Around this time of year my Mother often asks herself where she went wrong to produce three children who are so completely and utterly in thrall to the wonder that is Christmas. Her despair implies a concern that our obsession with the festive season is but a thin veneer hiding some dark, dark chasm of emotional instability. Is cynicism so entrenched in our culture that even my mother has come to view enthusiasm for Christmas as tantamount to being mentally retarded?

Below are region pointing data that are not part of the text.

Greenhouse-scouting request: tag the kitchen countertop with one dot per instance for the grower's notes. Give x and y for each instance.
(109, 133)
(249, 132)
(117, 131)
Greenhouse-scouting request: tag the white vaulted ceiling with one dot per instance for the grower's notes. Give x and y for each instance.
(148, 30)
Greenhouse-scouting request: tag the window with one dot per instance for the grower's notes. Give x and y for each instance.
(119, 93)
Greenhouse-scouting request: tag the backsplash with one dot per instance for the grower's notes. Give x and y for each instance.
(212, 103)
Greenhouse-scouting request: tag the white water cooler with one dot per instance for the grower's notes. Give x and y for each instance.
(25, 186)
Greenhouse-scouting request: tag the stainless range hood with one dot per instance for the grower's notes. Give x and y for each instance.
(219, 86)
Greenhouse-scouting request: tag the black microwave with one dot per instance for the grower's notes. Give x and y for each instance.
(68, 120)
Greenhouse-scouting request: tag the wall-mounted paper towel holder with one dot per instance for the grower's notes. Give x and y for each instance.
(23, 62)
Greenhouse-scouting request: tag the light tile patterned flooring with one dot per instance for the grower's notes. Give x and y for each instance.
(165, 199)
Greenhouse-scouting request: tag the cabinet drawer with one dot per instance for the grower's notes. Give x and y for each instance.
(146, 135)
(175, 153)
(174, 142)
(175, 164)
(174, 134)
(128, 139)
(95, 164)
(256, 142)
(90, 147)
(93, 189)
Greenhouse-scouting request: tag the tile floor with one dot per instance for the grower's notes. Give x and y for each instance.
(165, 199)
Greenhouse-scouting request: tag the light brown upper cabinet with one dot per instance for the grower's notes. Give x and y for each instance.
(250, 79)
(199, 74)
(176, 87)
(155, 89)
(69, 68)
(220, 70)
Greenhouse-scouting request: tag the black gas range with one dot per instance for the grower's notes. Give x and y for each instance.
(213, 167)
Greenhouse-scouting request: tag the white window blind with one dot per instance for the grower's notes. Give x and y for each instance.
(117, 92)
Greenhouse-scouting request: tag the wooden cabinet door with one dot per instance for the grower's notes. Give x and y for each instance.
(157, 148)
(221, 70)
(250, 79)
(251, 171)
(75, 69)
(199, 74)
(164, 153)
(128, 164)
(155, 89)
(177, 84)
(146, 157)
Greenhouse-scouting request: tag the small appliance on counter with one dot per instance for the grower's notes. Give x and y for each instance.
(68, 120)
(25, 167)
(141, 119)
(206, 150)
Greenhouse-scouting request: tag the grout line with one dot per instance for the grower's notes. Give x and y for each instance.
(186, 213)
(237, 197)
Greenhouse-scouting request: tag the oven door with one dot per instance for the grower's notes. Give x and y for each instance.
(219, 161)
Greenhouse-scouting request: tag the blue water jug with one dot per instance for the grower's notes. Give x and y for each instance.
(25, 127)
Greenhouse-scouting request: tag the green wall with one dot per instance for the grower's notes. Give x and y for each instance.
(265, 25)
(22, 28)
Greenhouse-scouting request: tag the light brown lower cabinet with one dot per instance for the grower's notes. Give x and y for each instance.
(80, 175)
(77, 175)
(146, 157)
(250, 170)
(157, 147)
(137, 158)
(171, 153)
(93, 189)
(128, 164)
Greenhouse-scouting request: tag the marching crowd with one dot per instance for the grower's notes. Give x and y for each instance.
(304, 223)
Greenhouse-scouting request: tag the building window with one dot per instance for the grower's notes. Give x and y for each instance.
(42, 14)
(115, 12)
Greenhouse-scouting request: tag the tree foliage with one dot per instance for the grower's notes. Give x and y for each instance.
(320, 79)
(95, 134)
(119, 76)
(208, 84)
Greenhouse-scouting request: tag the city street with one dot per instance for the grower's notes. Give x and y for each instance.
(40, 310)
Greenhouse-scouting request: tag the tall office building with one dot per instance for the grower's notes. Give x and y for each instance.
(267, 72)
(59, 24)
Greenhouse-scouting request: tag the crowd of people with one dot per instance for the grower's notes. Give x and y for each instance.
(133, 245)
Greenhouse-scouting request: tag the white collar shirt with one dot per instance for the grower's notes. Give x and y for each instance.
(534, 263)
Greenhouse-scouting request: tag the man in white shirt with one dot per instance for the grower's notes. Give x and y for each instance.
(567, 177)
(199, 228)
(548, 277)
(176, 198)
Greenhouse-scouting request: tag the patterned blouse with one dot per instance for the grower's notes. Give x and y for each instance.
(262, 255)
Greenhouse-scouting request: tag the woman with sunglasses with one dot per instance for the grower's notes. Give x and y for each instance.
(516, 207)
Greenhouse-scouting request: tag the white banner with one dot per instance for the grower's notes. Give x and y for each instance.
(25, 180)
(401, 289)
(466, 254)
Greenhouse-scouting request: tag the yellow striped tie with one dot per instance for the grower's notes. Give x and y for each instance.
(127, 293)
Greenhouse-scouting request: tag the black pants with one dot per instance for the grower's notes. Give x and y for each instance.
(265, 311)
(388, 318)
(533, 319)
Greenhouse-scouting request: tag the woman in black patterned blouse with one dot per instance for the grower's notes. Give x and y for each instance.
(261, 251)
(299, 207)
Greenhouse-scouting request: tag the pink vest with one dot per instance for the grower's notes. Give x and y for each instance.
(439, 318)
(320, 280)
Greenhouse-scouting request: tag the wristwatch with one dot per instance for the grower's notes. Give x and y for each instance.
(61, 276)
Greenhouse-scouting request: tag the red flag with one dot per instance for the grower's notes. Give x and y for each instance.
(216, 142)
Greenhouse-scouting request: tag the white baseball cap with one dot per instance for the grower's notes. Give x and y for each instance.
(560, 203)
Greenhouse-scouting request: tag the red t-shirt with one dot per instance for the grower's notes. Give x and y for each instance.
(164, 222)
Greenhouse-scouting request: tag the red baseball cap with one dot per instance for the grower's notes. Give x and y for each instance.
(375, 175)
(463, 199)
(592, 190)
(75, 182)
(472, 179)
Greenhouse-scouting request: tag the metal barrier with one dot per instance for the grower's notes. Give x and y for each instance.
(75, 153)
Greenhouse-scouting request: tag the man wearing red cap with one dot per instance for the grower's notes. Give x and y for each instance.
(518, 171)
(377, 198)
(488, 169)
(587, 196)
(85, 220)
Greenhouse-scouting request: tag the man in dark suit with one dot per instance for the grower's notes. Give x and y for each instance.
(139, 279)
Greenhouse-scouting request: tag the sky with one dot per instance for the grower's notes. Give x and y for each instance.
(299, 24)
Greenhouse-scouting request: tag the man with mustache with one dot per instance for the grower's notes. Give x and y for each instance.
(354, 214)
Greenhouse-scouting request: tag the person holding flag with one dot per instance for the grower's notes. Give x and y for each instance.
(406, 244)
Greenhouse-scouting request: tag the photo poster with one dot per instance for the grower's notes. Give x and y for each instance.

Pollyanna is usually used as a derisive moniker these days even though she was adorable and lovely (I’m thinking Hayley Mills here). I am not very Pollyanna-like most of the year, more of a weeping Cassandra, but I reserve the right to become incredibly happy and filled with JOY from November to December without being thought of as a complete loser.


Please don’t get me started on commercialisation either. The herds who bleat on about the commercialisation of Christmas are just miserable gits who have been gifted the modern ‘curse’ of commerce as a reason to excuse their perpetual irritability and lack of independent thought. I think their entire philosophical outlook must be moulded by reruns of Grumpy Old Men and Jeremy Clarkson columns (for he is their God).



If you are one of these individuals who suddenly finds themselves coming over a bit communist around late November then why not just start making your own cards, give all your loved ones a (collectively farmed) satsuma and don’t watch any TV so as to avoid any of the dreaded commercialisation. You should probably spend the rest of the year in a remote yurt so as to avoid reaping the rewards of our commerce-driven society. Nobody likes a hypocrite.


I can’t imagine many people who enjoy food and drink could really hate Christmas. They might profess to but would they actually turn down the mega roast on the 25th December on principle, or the endless mince pies throughout the festive period or the chance to live as a socially accepted alcoholic until January?



Christmas, or rather the contemplation of it and preparation for it, is my absolute favourite time of the year. I love the smell of red cabbage and cloves, the fairy lights and angel hair, Mariah Carey on repeat, the Father Ted Christmas special, children about to wet themselves with excitement, a good ham, Baileys and Dubonnet, children actually wetting themselves with excitement, arguments and tears, teenagers with ASBOs singing God Rest ye Merry Gentlemen aggresively, going to Mass a bit drunk and confessing an annus of sin, brandy butter, chipolatas, and oh so many condiments.


This post might seem somewhat premature but it isn’t if you are making chutney which needs a good month to mature. I have recently made Christmas Chutney using a Delia recipe which can be found here. I last made it a couple of years ago and it smelt as good as I remembered. Apparently you can use a food processor to dice the dried fruit but I like to cut it myself even though it does take about an hour. I think I may have been a luddite in a previous life. It’s a delicious fruity chutney which is amazing with ham and damn good in a cheese sandwich.